С ожесточенным упоением расклепывал Илья это «утильстарье», пропускал его через огонь и наковальню. И то, что выходило из-под рук его, уже не имело фамилий владельцев. Пусть попытается хотя бы самый догадливый из хозяев признать в этом вот отремонтированном плуге свой плуг! Пусть кто-нибудь укажет, что эта сеялка — его сеялка! К этой сеялке могут одновременно нагнуться еще три хозяина. Они — да и то с трудом — могут найти в ней кое-что свое, но уже никто из них не осмелится сказать: «Это моя сеялка». Волей-неволей скажут: «Это наша сеялка».
Шум, грохот и звон железа в кузнице. Веером брызжут огненные пенки с наковальни, отлетает старая ржавь и, падая, шипит на снегу. Синими языками пылают два горна, густо исторгая седой дым. От раннего утра до темной полуночи кипит работа в кузнице.
Только ли там идет перековка «моего» на «наше»?
В большой риге плотники чинят телеги, подбирают станы колес, выстругивают водила, сбивают из досок ящики для сеялок, осматривают и подгоняют вальки.

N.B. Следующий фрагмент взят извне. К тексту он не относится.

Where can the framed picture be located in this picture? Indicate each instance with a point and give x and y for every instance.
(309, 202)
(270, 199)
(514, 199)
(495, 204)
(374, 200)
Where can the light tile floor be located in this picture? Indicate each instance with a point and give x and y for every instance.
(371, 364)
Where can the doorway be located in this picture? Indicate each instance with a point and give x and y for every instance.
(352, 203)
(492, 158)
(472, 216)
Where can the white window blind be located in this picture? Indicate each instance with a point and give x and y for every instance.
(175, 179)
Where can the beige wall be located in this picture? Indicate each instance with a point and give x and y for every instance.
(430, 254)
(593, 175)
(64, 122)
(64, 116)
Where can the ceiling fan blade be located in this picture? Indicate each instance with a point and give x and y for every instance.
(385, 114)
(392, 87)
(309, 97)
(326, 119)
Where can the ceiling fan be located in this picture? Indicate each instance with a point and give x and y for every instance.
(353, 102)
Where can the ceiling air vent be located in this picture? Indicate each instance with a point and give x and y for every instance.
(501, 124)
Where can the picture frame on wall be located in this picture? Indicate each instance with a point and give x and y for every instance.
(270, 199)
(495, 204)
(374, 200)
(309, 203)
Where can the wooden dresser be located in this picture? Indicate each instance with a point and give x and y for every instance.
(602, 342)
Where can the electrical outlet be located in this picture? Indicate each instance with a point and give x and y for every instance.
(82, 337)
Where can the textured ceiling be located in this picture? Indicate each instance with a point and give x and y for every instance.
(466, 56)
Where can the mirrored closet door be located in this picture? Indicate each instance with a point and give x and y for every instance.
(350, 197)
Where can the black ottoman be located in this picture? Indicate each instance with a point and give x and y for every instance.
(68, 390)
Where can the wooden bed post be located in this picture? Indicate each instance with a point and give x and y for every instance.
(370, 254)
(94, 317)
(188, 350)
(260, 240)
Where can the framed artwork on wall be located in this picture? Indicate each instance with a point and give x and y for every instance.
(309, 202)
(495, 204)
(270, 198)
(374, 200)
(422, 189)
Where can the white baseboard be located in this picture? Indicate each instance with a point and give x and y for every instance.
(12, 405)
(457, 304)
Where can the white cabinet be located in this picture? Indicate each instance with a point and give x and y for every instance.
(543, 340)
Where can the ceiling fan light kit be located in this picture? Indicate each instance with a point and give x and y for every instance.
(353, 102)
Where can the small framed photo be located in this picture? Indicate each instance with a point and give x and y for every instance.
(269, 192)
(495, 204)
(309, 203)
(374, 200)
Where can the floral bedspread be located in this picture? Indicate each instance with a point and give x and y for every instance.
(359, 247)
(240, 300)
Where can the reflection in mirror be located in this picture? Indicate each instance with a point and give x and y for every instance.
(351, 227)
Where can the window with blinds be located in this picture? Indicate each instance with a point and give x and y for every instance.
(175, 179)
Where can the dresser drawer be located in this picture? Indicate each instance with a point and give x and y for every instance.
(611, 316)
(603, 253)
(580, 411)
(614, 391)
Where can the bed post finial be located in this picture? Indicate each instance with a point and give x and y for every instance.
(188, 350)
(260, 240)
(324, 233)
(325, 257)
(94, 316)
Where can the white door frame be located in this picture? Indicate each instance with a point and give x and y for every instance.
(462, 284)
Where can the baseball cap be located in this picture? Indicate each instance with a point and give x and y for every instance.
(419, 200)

И у плотников вещи теряют фамилии своих хозяев.
А обложенные старыми хомутами, седелками, шлеями и уздами шорники? Они тоже кроят, режут, чинят и шьют. И вряд ли хоть одному из бывших хозяев придет в голову, что этот хомут — его хомут. Может быть, клещи и от его хомута, но накладка кожаная от чьего-то другого, хомутина — от третьего, гужи — от четвертого, а супонь совсем неизвестно чья…
В один из февральских морозных вечеров к самому концу заседания правления колхоза в помещение вошел неизвестный человек. Войдя, он сильно хлопнул дверью, размашисто снял с себя тулуп и бросил его на скамейку. Гуда же откинул мохнатую овечью шапку. Постучав ногами, крепко потер руки, взъерошил волосы, затем решительно направился к столу. Все это у него вышло так ловко и так уверенно быстро, будто не в чужое село приехал, а домой.

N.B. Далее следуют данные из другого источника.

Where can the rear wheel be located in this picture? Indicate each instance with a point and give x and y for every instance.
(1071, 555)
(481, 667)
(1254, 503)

Члены правления молча смотрели на вошедшего человека. Лишь Алексей незаметно улыбался и смутно догадывался, что вошедший и есть тот самый рабочий-двадцатипятитысячник, которого он просил у секретаря окружкома.
«Видать, ловкий парень», — подумал Алексей.
С такой же решимостью и деловитостью незнакомый человек смело окинул всех присутствующих серыми глазами и, остановив взгляд на Алексее, хрипловато, словно простуженным голосом, спросил:
— Могу я видеть председателя сельсовета?
Алексей не сдержал улыбки. Улыбка его передалась всем правленцам, и они дружно, будто сговорившись, указали на Алексея:
— Вот он!
— Здравствуйте, — протянул руку человек. — Я Скребнев.
— Здравствуйте, я Столяров, — ответил Алексей. — Проходите, садитесь. Мужики, подвиньтесь.
Так как двигаться было некуда, то кривой Сема встал и отошел к шкафу. Скребнев сел против Алексея, положил на колени потрепанный холщовый портфель, вынул из него пачку папирос, взял одну и быстро, словно боясь, как бы кто не попросил его «угостить», сунул пачку обратно. Алексей хотя и заметил такое движение, но плохого в этом ничего не нашел. Наоборот: «хозяйственный, видать».
И мягко, словно извиняясь, спросил:
— Вы не двадцатипятитысячник будете?
— Нет! — быстро ответил Скребнев, дыхнув дымом. — Я уполномоченный рика и райколхозсоюза. Командирован к вам для стимулирования сплошной.
У Алексея улыбка застыла на лице. А Скребнев после недолгого молчания удивленно спросил:
— Вы разве обо мне ничего не слышали?
— К сожалению, нет, — сдержанно ответил Алексей.
По правде говоря, ему надоело видеть все новых и новых уполномоченных, которых район менял часто.
Удивительно, — с недоумением пожал плечами Скребнев и, исподлобья посмотрев на Алексея, добавил: — А я о вас лично, товарищ Столяров, слышал кое-что.
— От кого? — удивился Алексей.
— Агронома Черняева помните?
— Черняева? Да-да, помню, как же. Я столкнулся с ним как-то однажды в деревне Чикли. Где теперь этот чудак?